Et tout cela «ajouté à l’activité agricole faisant appel à l’emploi de pesticides et d’herbicides, menée au sein de la cuvette du lac de barrage, tous ces facteurs ont fait en sorte que l’ONEA ne peut plus puiser les ressources de ces trois barrages pour pouvoir approvisionner en eau potable la ville de Ouagadougou, accroissant ainsi le déficit en eau potable», a affirmé le commandant Ismaël Sombié. Il a rassuré, par ailleurs, que le gouvernement a mis en œuvre un plan d’urgence traduit par la mise à disposition d’un montant de «plus de 16 milliards de francs CFA pour faire en sorte que, lors de la période chaude dont nous sommes en train de sortir, il y ait le moins de désagréments possible. Vous avez dû ressentir l’impact de ce plan d’urgence qui a été mis en œuvre et qui est toujours en cours de mise en œuvre».

Selon le ministre, des dispositions sont prises en ce qui concerne les populations qui occupaient les abords de ces eaux, dont le projet va impacter. «Nous avons pris des dispositions, et comme nous l’avons dit, nous prenons en compte les préoccupations des populations dans chaque action que mène le gouvernement. Les dispositions étaient prises en collaboration avec la délégation spéciale pour mobiliser 100 hectares sur la bande verte sur lesquelles la SONATER va réaliser des forages à gros débits et permettre à ces personnes qui étaient installées dans le lit du barrage de pouvoir produire 12 mois sur 12», a affirmé le ministre en charge de l’Eau.

«Nous savons également que dans la période où nous engageons ces travaux, la pluie se prépare, la saison pluvieuse s’annonce et ces activités ne pourront pas continuer d’être menées. Nous avons donc, avec l’appui du ministère en charge de l’Action sociale pu assurer un suivi psychosocial des populations affectées non seulement mais également nous allons apporter un soutien en termes de vivres, mais également en termes de moyens de production pour leur permettre de traverser la période difficile», a indiqué le commandant Sombié, ajoutant que les superficies seront aménagées ainsi que d’autres apports pour les bénéficiaires.
Le ministre de l’Eau a demandé aux sociétés sélectionnées de mettre les bouchées doubles pour terminer le travail à bonne date. «Nous savons que le temps est court et donc nous avons engagé les deux entreprises nationales à travailler de jour comme de nuit pour assurer dans un délai de trois semaines le curage des 600 000 m3 qui sont prévus pour ces différents réservoirs qui constituent les barrages numéros 1, 2, 3 et le barrage de Boulmiougou», a dit le ministre Ismaël Solmbié, voulant un «suivi rapproché de ces travaux pour qu’ils puissent être faits dans les délais et dans les conditions qui permettent à ce que ces réservoirs puissent retrouver autour de 25% de leurs capacités telles que énoncées par les structures techniques».

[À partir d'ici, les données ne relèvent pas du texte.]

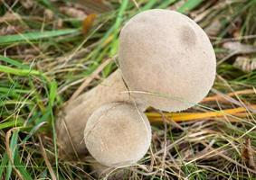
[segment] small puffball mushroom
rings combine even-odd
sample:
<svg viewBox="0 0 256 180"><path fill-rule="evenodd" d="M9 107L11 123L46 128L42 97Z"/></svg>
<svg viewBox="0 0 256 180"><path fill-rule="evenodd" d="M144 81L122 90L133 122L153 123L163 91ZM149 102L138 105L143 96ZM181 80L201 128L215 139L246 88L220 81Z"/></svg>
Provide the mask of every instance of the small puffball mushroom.
<svg viewBox="0 0 256 180"><path fill-rule="evenodd" d="M112 73L100 85L71 101L59 113L56 123L60 154L84 156L88 153L83 142L83 131L88 118L101 105L111 102L128 102L128 94L119 70Z"/></svg>
<svg viewBox="0 0 256 180"><path fill-rule="evenodd" d="M211 89L214 51L202 28L187 16L161 9L142 12L126 23L119 40L124 80L146 105L182 111Z"/></svg>
<svg viewBox="0 0 256 180"><path fill-rule="evenodd" d="M89 118L84 141L90 155L100 164L129 166L147 153L151 128L147 116L131 104L109 104Z"/></svg>

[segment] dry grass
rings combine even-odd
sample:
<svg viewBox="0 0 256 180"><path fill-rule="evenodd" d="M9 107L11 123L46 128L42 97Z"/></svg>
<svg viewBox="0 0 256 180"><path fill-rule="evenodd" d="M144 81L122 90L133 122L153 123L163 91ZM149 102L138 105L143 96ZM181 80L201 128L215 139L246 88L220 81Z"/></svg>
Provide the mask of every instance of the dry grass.
<svg viewBox="0 0 256 180"><path fill-rule="evenodd" d="M256 1L101 2L0 1L2 179L95 178L90 158L58 155L55 114L77 89L87 91L117 68L101 64L116 56L120 27L150 8L175 9L205 30L218 59L216 81L209 97L186 112L148 110L147 156L102 178L122 171L123 179L256 179L256 71L234 66L239 57L255 58Z"/></svg>

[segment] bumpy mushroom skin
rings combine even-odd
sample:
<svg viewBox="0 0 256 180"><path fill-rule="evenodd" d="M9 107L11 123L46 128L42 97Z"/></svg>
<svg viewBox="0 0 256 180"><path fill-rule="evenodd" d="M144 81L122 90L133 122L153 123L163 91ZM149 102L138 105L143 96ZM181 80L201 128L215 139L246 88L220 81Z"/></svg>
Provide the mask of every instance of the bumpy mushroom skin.
<svg viewBox="0 0 256 180"><path fill-rule="evenodd" d="M77 99L70 102L61 112L57 121L57 139L63 155L84 155L84 128L91 113L112 102L129 102L130 96L120 74L117 70L107 79Z"/></svg>
<svg viewBox="0 0 256 180"><path fill-rule="evenodd" d="M129 166L147 153L151 127L147 116L131 104L109 104L89 118L84 141L90 155L100 164Z"/></svg>
<svg viewBox="0 0 256 180"><path fill-rule="evenodd" d="M128 22L119 40L124 80L145 104L182 111L211 89L214 51L204 32L187 16L169 10L145 11Z"/></svg>

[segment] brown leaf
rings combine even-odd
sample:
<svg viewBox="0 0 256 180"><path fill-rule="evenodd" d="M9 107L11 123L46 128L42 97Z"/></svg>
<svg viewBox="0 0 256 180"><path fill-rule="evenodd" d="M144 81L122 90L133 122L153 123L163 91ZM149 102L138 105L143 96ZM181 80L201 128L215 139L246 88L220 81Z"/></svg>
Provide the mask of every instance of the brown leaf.
<svg viewBox="0 0 256 180"><path fill-rule="evenodd" d="M256 170L254 156L255 155L253 154L251 140L247 138L242 148L242 158L250 168Z"/></svg>
<svg viewBox="0 0 256 180"><path fill-rule="evenodd" d="M78 19L84 19L86 17L86 14L84 11L81 10L81 9L77 9L75 7L60 7L60 11L70 16L70 17L73 17L73 18L78 18Z"/></svg>
<svg viewBox="0 0 256 180"><path fill-rule="evenodd" d="M251 72L256 69L256 58L239 56L235 58L233 67L244 72Z"/></svg>

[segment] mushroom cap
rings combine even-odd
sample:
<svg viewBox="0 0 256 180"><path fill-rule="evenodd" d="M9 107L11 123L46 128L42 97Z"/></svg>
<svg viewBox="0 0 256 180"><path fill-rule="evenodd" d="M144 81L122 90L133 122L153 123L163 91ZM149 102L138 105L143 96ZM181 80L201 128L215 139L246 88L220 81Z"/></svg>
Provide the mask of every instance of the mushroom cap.
<svg viewBox="0 0 256 180"><path fill-rule="evenodd" d="M84 140L90 155L100 164L128 166L147 153L151 128L147 116L132 104L112 103L89 118Z"/></svg>
<svg viewBox="0 0 256 180"><path fill-rule="evenodd" d="M215 54L205 32L187 16L161 9L142 12L126 23L119 40L120 69L135 99L176 112L207 95Z"/></svg>

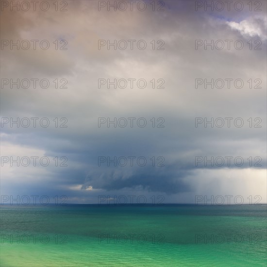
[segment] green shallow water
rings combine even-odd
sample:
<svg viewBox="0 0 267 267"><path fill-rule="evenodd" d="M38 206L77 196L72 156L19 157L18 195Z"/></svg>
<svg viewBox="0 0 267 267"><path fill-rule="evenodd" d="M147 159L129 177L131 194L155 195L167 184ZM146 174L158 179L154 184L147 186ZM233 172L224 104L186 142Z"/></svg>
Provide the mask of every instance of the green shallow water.
<svg viewBox="0 0 267 267"><path fill-rule="evenodd" d="M0 266L266 267L266 209L1 206Z"/></svg>

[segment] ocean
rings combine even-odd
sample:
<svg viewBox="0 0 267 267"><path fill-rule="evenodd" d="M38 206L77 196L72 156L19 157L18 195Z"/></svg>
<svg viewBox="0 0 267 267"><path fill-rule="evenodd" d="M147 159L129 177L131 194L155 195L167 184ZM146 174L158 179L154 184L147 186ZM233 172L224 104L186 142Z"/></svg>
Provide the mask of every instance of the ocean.
<svg viewBox="0 0 267 267"><path fill-rule="evenodd" d="M267 205L1 206L1 267L267 266Z"/></svg>

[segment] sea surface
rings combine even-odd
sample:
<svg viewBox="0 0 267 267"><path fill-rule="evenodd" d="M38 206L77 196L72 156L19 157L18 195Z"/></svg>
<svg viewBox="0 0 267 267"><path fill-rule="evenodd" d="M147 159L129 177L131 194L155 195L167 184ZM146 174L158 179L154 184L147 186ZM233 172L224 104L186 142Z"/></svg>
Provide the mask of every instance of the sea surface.
<svg viewBox="0 0 267 267"><path fill-rule="evenodd" d="M0 207L1 267L267 266L266 205Z"/></svg>

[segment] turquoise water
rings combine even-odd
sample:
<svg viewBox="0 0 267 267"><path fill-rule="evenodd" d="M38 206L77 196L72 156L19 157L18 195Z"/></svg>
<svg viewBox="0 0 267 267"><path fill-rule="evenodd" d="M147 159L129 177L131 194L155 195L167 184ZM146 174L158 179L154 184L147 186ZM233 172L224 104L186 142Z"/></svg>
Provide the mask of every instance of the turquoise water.
<svg viewBox="0 0 267 267"><path fill-rule="evenodd" d="M266 205L3 205L0 266L266 267Z"/></svg>

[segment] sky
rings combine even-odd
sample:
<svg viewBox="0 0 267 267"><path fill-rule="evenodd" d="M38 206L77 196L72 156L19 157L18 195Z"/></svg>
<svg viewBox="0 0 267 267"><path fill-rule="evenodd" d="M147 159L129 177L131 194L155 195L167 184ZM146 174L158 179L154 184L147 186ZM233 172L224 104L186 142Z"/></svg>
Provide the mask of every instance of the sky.
<svg viewBox="0 0 267 267"><path fill-rule="evenodd" d="M267 202L266 1L24 2L1 1L1 202Z"/></svg>

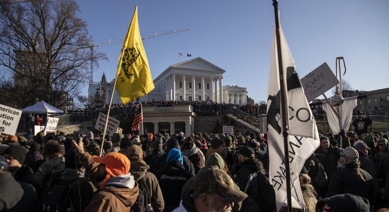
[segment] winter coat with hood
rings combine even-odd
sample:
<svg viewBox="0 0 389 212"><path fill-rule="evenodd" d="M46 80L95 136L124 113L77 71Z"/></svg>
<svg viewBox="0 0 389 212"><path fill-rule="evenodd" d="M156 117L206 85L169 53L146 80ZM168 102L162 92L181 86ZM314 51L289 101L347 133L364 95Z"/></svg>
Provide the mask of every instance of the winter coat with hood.
<svg viewBox="0 0 389 212"><path fill-rule="evenodd" d="M40 187L36 180L33 172L32 172L32 170L28 166L22 164L22 167L16 171L13 177L16 180L32 185L36 193L39 193Z"/></svg>
<svg viewBox="0 0 389 212"><path fill-rule="evenodd" d="M385 149L383 151L379 152L374 156L374 162L376 163L376 164L377 164L377 167L380 167L384 159L387 155L389 155L389 143L388 143L386 139L379 141L377 144L377 148L378 148L378 144L382 142L385 143Z"/></svg>
<svg viewBox="0 0 389 212"><path fill-rule="evenodd" d="M331 178L332 173L336 171L338 161L340 157L340 154L338 149L338 147L334 147L330 144L326 152L324 152L321 147L319 147L315 152L316 158L324 168L328 179Z"/></svg>
<svg viewBox="0 0 389 212"><path fill-rule="evenodd" d="M124 138L122 133L114 133L111 140L112 141L112 147L105 151L105 154L110 152L119 152L120 151L120 140Z"/></svg>
<svg viewBox="0 0 389 212"><path fill-rule="evenodd" d="M357 174L359 170L363 179ZM375 201L378 188L373 183L373 177L365 171L354 164L347 164L343 169L332 174L328 183L326 197L341 194L352 194Z"/></svg>
<svg viewBox="0 0 389 212"><path fill-rule="evenodd" d="M97 190L89 177L85 177L83 173L73 169L66 169L62 173L58 173L53 181L53 185L55 183L67 184L72 181L70 183L71 188L69 197L75 212L84 211Z"/></svg>
<svg viewBox="0 0 389 212"><path fill-rule="evenodd" d="M53 178L55 175L65 169L65 160L62 155L47 158L35 173L36 181L41 188L41 196L44 198L50 190Z"/></svg>
<svg viewBox="0 0 389 212"><path fill-rule="evenodd" d="M39 166L45 162L44 158L37 149L30 149L26 155L24 163L30 167L35 173L38 171Z"/></svg>
<svg viewBox="0 0 389 212"><path fill-rule="evenodd" d="M16 181L10 173L0 172L0 211L40 211L38 196L30 184Z"/></svg>
<svg viewBox="0 0 389 212"><path fill-rule="evenodd" d="M99 164L95 162L92 155L87 152L80 154L80 160L88 176L94 184L98 186L99 182L97 177ZM136 201L139 194L138 183L131 177L133 177L130 174L111 177L105 186L99 188L95 193L84 211L130 211L131 206Z"/></svg>
<svg viewBox="0 0 389 212"><path fill-rule="evenodd" d="M274 193L270 193L264 189L261 190L265 185L262 183L266 182L265 180L266 177L261 172L263 171L262 162L257 159L248 159L234 167L232 169L234 173L232 177L234 181L241 191L250 197L250 198L245 199L242 202L243 209L247 208L248 206L251 206L251 207L255 206L252 200L256 202L261 211L272 212L275 209L275 201L265 203L261 201L261 197L264 197L264 195L267 195L266 199L275 200L275 196L273 196ZM249 181L250 184L248 185ZM250 211L250 210L245 211Z"/></svg>
<svg viewBox="0 0 389 212"><path fill-rule="evenodd" d="M151 206L155 212L162 212L165 207L163 196L155 176L148 171L150 167L144 161L131 162L130 172L137 182L142 180L147 185L148 193L151 195Z"/></svg>
<svg viewBox="0 0 389 212"><path fill-rule="evenodd" d="M155 174L165 202L164 212L171 212L178 207L183 186L194 176L185 170L178 161L173 161Z"/></svg>
<svg viewBox="0 0 389 212"><path fill-rule="evenodd" d="M173 148L176 148L178 149L181 149L180 145L178 144L178 141L175 138L170 138L167 141L166 141L166 153L163 154L158 158L157 162L157 167L156 170L159 170L162 169L163 167L166 166L166 159L167 157L167 154L169 151ZM183 155L183 160L184 160L184 167L185 170L191 173L192 175L194 175L195 172L194 171L194 167L193 163L185 155Z"/></svg>
<svg viewBox="0 0 389 212"><path fill-rule="evenodd" d="M188 159L193 164L194 167L194 173L197 175L200 169L205 166L205 158L202 154L202 152L200 149L196 147L195 145L193 145L192 149L189 152L189 155L187 156Z"/></svg>

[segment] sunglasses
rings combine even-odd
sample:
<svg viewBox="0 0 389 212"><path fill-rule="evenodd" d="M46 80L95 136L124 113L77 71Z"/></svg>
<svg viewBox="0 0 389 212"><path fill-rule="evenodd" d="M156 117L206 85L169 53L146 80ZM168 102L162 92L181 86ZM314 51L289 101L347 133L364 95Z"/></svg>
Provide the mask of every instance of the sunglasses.
<svg viewBox="0 0 389 212"><path fill-rule="evenodd" d="M224 202L225 203L225 204L226 206L232 206L232 204L233 204L233 201L227 200L227 199L224 198L218 195L215 195L215 197Z"/></svg>

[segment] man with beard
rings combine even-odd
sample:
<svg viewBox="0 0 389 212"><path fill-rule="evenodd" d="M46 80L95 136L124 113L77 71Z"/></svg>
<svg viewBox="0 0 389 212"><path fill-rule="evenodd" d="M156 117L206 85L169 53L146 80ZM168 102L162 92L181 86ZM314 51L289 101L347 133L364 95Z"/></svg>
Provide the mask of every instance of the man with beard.
<svg viewBox="0 0 389 212"><path fill-rule="evenodd" d="M323 166L328 178L336 171L336 164L339 159L337 147L329 144L329 139L325 137L320 138L320 146L315 152L316 158Z"/></svg>
<svg viewBox="0 0 389 212"><path fill-rule="evenodd" d="M151 205L155 212L163 211L165 203L158 180L153 173L149 172L150 167L143 160L142 148L137 145L132 144L127 149L126 155L131 161L130 172L139 185L139 196L137 199L141 199L142 197L140 195L143 195L144 197L143 205L145 205L141 206L141 203L137 201L131 207L131 211L143 211L142 210L146 209L148 204Z"/></svg>
<svg viewBox="0 0 389 212"><path fill-rule="evenodd" d="M188 141L184 143L184 155L188 157L194 166L194 173L197 175L200 169L205 166L205 158L202 152L196 146L194 142Z"/></svg>
<svg viewBox="0 0 389 212"><path fill-rule="evenodd" d="M138 183L130 173L131 163L124 154L111 152L92 157L84 149L82 138L72 141L86 172L98 189L84 212L130 211L139 194Z"/></svg>
<svg viewBox="0 0 389 212"><path fill-rule="evenodd" d="M241 211L273 211L276 207L275 193L262 172L262 162L255 158L254 150L248 146L241 148L238 163L232 168L232 178L240 190L249 195L242 203ZM257 204L260 209L254 209Z"/></svg>
<svg viewBox="0 0 389 212"><path fill-rule="evenodd" d="M226 162L226 158L227 157L227 150L226 144L221 139L215 138L211 141L211 148L207 151L207 154L205 155L206 159L214 153L217 153L220 155L223 158L225 163L225 167L227 169L227 172L230 176L232 176L231 171L227 163Z"/></svg>
<svg viewBox="0 0 389 212"><path fill-rule="evenodd" d="M247 197L227 174L216 169L204 169L198 173L194 189L187 192L173 212L227 212L234 202Z"/></svg>
<svg viewBox="0 0 389 212"><path fill-rule="evenodd" d="M378 188L371 176L359 168L358 152L350 146L339 150L341 154L338 166L340 169L332 174L325 197L349 193L366 198L374 205Z"/></svg>

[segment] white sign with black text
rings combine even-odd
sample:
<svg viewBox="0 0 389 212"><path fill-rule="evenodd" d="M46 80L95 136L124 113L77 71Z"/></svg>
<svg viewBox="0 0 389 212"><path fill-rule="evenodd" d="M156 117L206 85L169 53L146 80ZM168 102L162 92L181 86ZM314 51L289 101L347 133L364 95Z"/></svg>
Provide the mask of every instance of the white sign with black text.
<svg viewBox="0 0 389 212"><path fill-rule="evenodd" d="M36 135L39 132L42 132L44 130L44 126L34 125L34 135Z"/></svg>
<svg viewBox="0 0 389 212"><path fill-rule="evenodd" d="M302 78L301 81L308 103L339 83L327 63L321 65Z"/></svg>
<svg viewBox="0 0 389 212"><path fill-rule="evenodd" d="M57 129L57 125L58 124L59 118L54 117L48 117L46 122L46 127L45 128L45 133L46 132L54 132Z"/></svg>
<svg viewBox="0 0 389 212"><path fill-rule="evenodd" d="M0 133L15 135L21 116L22 110L0 104Z"/></svg>
<svg viewBox="0 0 389 212"><path fill-rule="evenodd" d="M234 135L233 126L223 126L223 134Z"/></svg>
<svg viewBox="0 0 389 212"><path fill-rule="evenodd" d="M107 115L101 112L98 114L95 129L100 132L104 132L104 127L105 126L105 121L107 120ZM113 118L109 117L108 120L108 127L107 127L107 135L112 136L114 133L116 133L119 127L120 121Z"/></svg>

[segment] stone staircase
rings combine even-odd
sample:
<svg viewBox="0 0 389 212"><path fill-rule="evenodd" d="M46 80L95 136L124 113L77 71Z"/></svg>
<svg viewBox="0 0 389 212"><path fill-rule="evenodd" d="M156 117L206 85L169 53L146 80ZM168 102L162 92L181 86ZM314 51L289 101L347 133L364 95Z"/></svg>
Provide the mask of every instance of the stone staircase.
<svg viewBox="0 0 389 212"><path fill-rule="evenodd" d="M194 132L211 133L223 133L223 117L216 116L196 116Z"/></svg>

L’Agence de l’eau du Nakambé (AEN) et la Direction régionale de ressource en eau et de l’hydraulique, agissent en synergie avec l’Office national des Barrages et des Aménagements hydro-agricoles (ONBAH) et la Société nationale de l’Aménagement des Terres et de l’Equipement rural (SONATER), les bras techniques du ministère qui assureront la mise en œuvre opérationnelle du curage et de l’aménagement de la ceinture verte pour la relocalisation des maraîchers et autres occupants. Ce sont au total, «25 tonnes de vivres, 45 tonnes d’engrais et des équipements d’irrigation aux personnes impactées et vulnérables pour faciliter leur réinstallation», a fait savoir le directeur général de l’AEN, Boukari Sabo.